Carers angry as funding is axed for dementia care in Flintshire

CARERS and campaigners are angry and disappointed by a decision to axe funding for a dementia care service in Flintshire.

The Admiral Nursing Service (ANS), which ran for three years, has closed after the Betsi Cadwaladr University Health Board pulled its support this month.

Carers have fought for its survival after it emerged earlier this spring that the new health board was thinking of cutting the service rather than making it a “mainstream” priority.

The service employed two nurses and part time admin staff helping 36 carers.

Sheila Johnson, 70, from Holywell, is a carer for her husband Bernard and depended on the service. She said: “They shouldn’t put a service like this in just to take it away. I’d come to rely on it and now I just feel left in limbo.

“It has been much harder since the service closed a couple of weeks ago and I miss the nurse, Carol Mortimer, so much.

“I could just ring her, anytime, with whatever problem I had and she would always tell me what I should do or sort it out.”

Ted McGuinness, of Dementia UK, the charity which owns the service, said: “I believe the decision has been made purely on a financial basis. In short we were unable to reach a negotiated settlement once the health board had taken the decision to reduce the funding by 60%.”

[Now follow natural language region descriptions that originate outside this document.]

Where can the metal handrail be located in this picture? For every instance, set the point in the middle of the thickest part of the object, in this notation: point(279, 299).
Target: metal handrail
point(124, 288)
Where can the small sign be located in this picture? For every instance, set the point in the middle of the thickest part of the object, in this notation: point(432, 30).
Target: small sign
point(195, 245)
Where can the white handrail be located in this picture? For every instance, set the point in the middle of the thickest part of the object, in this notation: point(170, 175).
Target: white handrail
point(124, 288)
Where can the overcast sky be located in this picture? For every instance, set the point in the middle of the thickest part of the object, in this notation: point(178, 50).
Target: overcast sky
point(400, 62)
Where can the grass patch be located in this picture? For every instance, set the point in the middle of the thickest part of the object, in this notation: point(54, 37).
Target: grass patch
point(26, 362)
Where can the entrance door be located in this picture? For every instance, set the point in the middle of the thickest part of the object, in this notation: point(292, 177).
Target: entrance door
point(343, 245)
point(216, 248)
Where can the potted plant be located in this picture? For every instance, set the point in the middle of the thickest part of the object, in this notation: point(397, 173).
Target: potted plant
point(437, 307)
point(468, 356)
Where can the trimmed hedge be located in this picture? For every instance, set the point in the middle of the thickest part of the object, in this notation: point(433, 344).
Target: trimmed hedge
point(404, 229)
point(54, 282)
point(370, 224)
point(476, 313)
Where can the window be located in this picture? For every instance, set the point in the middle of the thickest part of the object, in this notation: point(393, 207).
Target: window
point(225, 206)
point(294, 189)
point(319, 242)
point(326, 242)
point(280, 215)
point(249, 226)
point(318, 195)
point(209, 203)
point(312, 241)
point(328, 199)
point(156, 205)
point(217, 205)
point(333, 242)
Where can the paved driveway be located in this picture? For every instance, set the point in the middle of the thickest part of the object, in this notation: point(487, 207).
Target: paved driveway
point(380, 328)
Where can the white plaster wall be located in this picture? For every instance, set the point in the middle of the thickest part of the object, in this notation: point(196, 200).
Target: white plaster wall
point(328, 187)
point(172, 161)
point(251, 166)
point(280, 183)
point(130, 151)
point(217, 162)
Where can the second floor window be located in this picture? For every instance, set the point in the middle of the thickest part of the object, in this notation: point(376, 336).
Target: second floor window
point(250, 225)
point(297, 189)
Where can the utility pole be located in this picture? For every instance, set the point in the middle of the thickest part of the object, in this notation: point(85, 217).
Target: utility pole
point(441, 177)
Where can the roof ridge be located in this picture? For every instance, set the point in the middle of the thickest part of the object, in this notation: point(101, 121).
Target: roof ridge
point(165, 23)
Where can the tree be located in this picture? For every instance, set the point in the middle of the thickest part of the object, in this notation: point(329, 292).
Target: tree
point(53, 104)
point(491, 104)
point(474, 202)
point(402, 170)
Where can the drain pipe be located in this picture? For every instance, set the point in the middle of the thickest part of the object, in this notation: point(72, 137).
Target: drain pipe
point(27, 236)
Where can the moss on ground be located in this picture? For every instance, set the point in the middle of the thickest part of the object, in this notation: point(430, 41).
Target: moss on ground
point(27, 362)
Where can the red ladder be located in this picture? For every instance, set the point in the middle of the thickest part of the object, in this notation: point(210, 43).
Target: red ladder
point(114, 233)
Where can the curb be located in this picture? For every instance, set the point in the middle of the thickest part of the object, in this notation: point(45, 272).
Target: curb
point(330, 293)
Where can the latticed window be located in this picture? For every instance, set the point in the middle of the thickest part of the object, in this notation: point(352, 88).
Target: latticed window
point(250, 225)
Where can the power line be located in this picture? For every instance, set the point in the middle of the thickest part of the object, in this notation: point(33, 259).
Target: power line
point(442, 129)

He said the new board offered a reduced package but he felt it was inappropriate and turned it down.

Welsh Conservative AM Mark Isherwood, who fought for the service, said: “I fully understand that funding is tight and that our new local health board is having to review all of its service delivery.

“However, surely the failure to support a service which meets the needs of carers and families of people with dementia is a false economy.”

The cut comes as a blow to the area as Flintshire council social services has developed an enviable care network for dementia sufferers and their carers.

Mr Isherwood said: “Whilst I commend the steps taken by Flintshire council, this in no way fills the gap created by the withdrawal of the ANS.

“One does not compensate for the other. Instead, plans to deliver more care to people in their own communities will be set back if the lack of this service leads to more bed blocking in hospitals.”